Families whose members were buried by authorities in distant graveyards citing pandemic want the restrictions must be eased now for all, reports Farzana Nisar
Graveyard at Gantamulla Boniyar Baramulla, where a number of militants are buried. KL photo By Bilal Bahadur

Dressed in black pheran and white skull cap, Mohammad Maqbool Malik, 60, sits on the window of his living room in Mohamadpora village in Kulgam. His wrinkly forehead puckers and eyes get moist as he stares at his ancestral graveyard, located at a short distance from his home.

 “Only if my son would have been buried in this graveyard, I could visit him multiple times a day,” Malik said, as he gulped back his tears.

On the afternoon of June 4, 2020, Malik’s son, Hilal Ahmad, 24,, was busy in loading his truck with peas and cherries, that were to be transported outside Kashmir. The same day Ahmad had promised his grandmother to accompany her to a doctor, and to do so he travelled to a neighbouring village to borrow a car from his uncle. 
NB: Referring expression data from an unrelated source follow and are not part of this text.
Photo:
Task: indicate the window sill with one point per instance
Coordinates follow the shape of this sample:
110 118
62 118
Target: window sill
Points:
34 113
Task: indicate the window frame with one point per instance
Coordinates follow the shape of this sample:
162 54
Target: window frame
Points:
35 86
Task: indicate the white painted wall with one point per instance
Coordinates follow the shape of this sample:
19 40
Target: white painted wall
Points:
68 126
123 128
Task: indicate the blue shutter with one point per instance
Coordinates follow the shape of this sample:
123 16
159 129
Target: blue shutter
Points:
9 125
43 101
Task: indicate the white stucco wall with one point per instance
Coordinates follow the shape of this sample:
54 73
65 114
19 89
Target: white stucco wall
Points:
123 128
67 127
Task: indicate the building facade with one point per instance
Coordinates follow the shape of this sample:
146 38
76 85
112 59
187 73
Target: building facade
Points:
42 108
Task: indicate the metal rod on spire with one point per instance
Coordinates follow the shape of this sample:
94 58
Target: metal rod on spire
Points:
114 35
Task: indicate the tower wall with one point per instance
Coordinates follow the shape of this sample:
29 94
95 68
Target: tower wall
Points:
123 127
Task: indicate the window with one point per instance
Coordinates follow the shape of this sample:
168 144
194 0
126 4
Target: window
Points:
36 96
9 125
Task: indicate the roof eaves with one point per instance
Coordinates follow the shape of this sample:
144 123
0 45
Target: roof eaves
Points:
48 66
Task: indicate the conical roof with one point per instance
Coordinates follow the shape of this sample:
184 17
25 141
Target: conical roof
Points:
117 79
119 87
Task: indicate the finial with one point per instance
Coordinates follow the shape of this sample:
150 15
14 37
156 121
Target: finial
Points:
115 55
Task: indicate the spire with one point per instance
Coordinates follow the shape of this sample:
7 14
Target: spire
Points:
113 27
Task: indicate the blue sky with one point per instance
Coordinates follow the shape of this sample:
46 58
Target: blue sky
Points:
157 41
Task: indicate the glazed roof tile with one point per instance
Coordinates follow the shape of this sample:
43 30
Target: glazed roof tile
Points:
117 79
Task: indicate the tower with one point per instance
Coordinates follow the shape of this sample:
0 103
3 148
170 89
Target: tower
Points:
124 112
 At around 3:30 pm Malik heard that militants in a vehicle had fired at a police party in main market Yaripora. Three hours passed and Ahmad didn’t return. The family then became anxious and tried to call him, but couldn’t contact. An hour later, forces descended on Malik’s house and searched every corner of his house. 

 “I couldn’t understand what was going on. They kept destroying everything that came in their way,” Malik said. “It was then that we came to know that the car in which the militants were travelling was driven by Hilal.”  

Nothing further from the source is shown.